(Below is my feature interview with The Prodigy’s Liam Howlett ahead of the Dublin date of their 2015 tour)
Born out of rave culture – and showing it in being equal parts heady beats and ill-disguised rage – The Prodigy’s greatest achievement is arguably pushing their music into post-90s endurance. While rave culture dragged its way towards the mainstream through lyrics about popping pills in Hampshire fields (Pulp – Sorted for E’s and Whizz) and movies like ‘Human Traffic’ and ‘24 Hour Party People’, The Prodigy converted the chart popularity of ‘Music For A Jilted Generation’ and ‘The Fat Of The Land’ into new millennium beats that see them work with Britain’s angriest modern-day chart-botherers Sleaford Mods and largely eschew nostalgia in favour of a revamped version of themselves. ‘The Day Is My Enemy’ has nods towards the old days, sure, but it’s glory sits in less-than-subtle moments of social commentary.
Even in an interview undertaken through email, Liam Howlett’s attitude still shines through. The moog-loving Prodigy-founder answers questions in block capitals riddled with bizarre, colourful punctuation. He happily throws in the odd implication that it’s not really his place to answer questions on what The Prodigy are – journalists can work that out for themselves. If Howlett’s done any of the media training that modern-day bands often seem to have been funnelled through before being let loose with the press, he certainly doesn’t show it. “I’m way past caring,” he says of media portrayals (lack of block capitals our own), “I don’t read any press, and I haven’t for years.” In terms of straight talking, at least, he seems far better for it.

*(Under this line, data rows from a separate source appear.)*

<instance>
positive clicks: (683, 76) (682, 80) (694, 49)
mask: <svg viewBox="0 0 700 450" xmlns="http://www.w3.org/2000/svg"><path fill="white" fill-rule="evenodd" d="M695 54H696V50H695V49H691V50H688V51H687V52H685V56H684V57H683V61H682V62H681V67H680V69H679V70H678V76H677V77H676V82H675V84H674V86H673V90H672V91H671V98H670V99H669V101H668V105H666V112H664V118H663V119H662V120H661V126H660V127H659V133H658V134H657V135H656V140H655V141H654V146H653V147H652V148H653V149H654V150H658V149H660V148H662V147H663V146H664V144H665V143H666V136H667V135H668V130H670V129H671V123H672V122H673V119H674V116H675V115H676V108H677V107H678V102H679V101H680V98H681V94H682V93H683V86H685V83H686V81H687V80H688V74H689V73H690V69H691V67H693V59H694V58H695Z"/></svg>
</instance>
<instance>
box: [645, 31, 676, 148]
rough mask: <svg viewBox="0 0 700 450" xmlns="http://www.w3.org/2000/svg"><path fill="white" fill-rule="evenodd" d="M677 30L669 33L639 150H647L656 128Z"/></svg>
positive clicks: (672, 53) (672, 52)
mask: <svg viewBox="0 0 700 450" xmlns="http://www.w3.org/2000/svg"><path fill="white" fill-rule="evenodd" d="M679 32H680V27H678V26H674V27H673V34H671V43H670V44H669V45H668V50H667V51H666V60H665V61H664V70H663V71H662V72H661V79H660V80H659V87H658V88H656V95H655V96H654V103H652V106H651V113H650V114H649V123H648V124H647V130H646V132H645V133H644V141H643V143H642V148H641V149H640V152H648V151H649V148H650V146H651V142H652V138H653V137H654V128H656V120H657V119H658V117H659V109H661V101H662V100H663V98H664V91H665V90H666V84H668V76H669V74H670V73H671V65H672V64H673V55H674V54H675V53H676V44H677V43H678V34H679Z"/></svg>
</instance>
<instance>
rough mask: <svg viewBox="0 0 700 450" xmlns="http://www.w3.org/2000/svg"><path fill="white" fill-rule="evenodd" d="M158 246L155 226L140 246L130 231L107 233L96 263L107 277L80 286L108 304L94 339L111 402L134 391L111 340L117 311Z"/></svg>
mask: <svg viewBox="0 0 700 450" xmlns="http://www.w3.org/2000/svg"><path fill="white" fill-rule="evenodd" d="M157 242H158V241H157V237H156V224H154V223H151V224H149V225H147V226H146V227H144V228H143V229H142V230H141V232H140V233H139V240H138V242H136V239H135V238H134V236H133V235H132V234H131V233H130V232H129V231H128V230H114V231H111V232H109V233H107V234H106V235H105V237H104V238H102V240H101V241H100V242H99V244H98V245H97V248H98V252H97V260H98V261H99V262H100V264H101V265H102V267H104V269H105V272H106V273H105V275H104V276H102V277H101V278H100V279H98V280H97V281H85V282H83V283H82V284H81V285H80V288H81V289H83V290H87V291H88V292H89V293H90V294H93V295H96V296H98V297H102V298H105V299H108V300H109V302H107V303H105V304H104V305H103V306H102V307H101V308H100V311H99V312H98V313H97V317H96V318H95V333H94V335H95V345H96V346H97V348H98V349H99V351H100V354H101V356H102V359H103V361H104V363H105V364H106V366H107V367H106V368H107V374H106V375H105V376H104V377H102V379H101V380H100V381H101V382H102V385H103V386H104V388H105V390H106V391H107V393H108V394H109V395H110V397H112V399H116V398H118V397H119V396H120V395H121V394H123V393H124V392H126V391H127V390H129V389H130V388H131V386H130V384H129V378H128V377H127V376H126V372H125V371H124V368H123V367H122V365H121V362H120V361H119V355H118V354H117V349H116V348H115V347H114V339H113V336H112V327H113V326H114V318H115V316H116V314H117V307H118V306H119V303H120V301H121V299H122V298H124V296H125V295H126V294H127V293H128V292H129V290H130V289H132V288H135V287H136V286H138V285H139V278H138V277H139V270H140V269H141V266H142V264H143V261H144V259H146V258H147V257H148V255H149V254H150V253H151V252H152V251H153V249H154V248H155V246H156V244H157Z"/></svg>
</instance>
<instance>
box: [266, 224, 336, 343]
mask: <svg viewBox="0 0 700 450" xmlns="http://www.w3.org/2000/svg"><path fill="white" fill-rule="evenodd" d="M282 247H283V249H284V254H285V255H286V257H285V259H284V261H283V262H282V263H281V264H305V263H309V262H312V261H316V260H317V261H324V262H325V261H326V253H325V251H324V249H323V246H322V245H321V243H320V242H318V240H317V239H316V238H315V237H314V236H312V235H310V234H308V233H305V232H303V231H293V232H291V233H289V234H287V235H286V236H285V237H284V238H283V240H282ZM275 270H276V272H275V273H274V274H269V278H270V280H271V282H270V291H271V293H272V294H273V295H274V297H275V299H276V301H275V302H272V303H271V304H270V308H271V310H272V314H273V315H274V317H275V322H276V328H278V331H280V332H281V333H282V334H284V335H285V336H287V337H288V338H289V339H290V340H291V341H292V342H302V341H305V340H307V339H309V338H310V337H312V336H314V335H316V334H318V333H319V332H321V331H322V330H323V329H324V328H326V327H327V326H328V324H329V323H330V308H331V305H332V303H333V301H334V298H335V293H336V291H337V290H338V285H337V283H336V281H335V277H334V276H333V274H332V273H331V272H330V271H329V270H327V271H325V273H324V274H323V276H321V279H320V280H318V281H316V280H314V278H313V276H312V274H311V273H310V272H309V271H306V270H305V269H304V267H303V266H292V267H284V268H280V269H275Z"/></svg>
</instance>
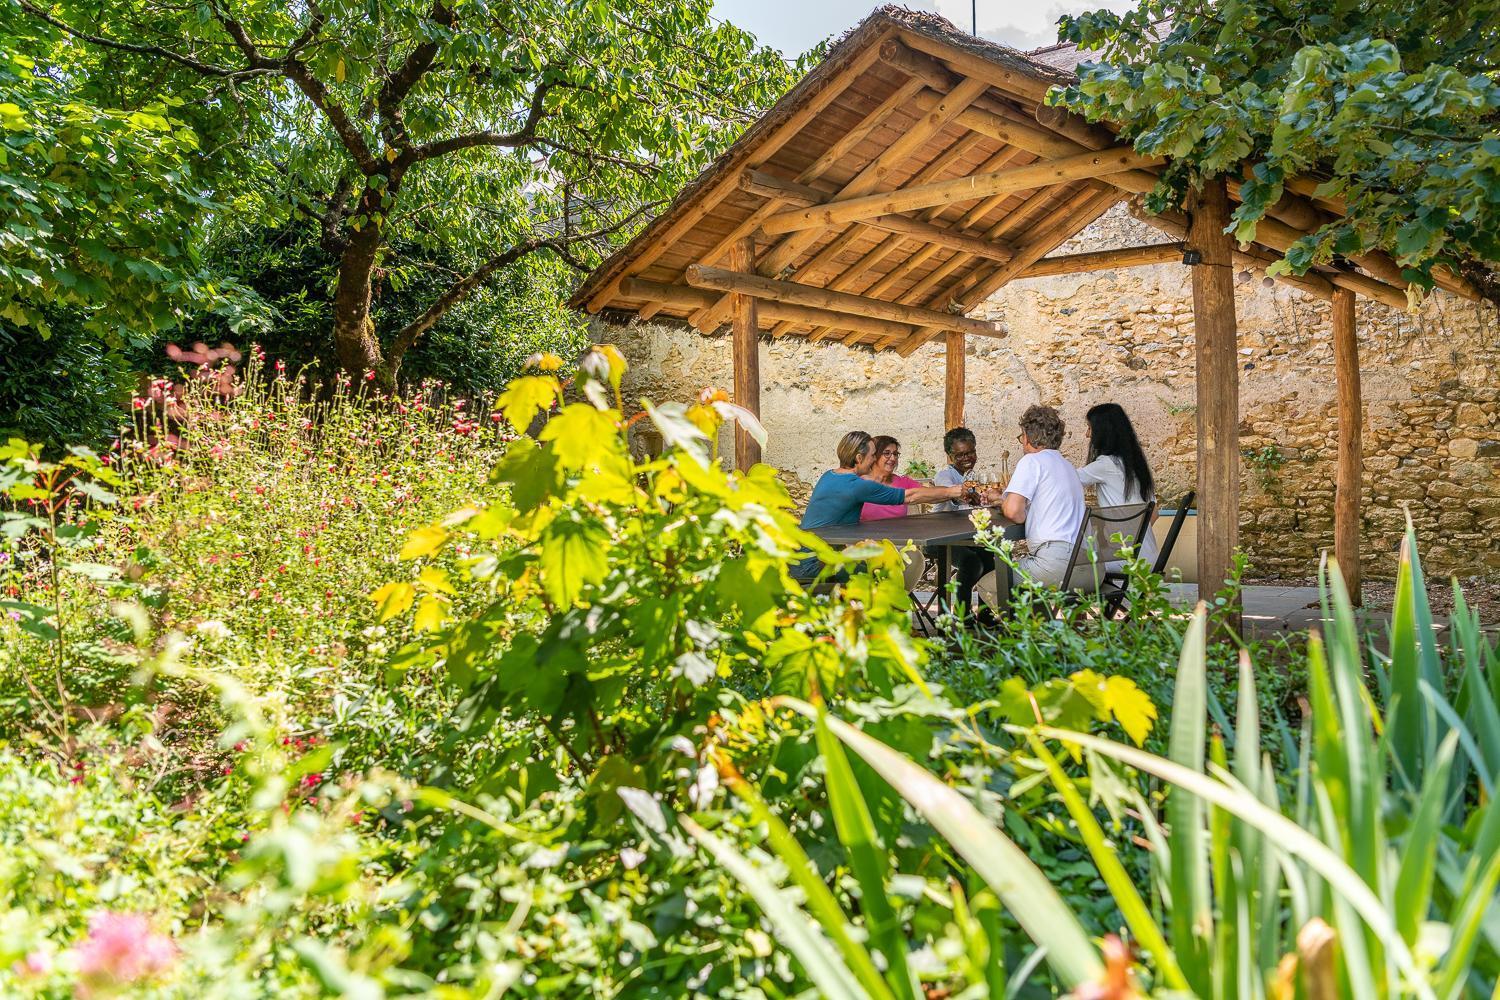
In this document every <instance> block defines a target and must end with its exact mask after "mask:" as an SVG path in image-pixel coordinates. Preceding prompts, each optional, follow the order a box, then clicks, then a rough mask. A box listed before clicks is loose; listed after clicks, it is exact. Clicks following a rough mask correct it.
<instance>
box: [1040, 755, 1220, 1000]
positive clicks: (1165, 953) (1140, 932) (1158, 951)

Up against a pop-dominated chart scene, Howlett takes obvious pleasure in The Prodigy’s stand-out status. Talking of ‘The Day Is My Enemy’ and EP ‘Wild Frontier’, he says “It is a reaction to what’s around us, but creative shit always is for me, so nothing is different there to any other release. I’m not frustrated at all, I don’t really care what other people are doing, but I will say that people tend to know electronic music as pop music now, so for us, when we come out it’s important that we show the flip side of that and draw the lines clearly between the two. We’re 100% original rave power and proud.”
This year’s releases, perhaps, are embedded with that sense of not needing to fit in. The Prodigy are still comfortably an arena level band, but put out albums when they’re ready – just five more full-length studio releases in the 23 years that have followed debut ‘Experience’. Every one of them since that debut has gone in at number one in their native UK, so it’s hard to argue there’s anything to ‘fix’.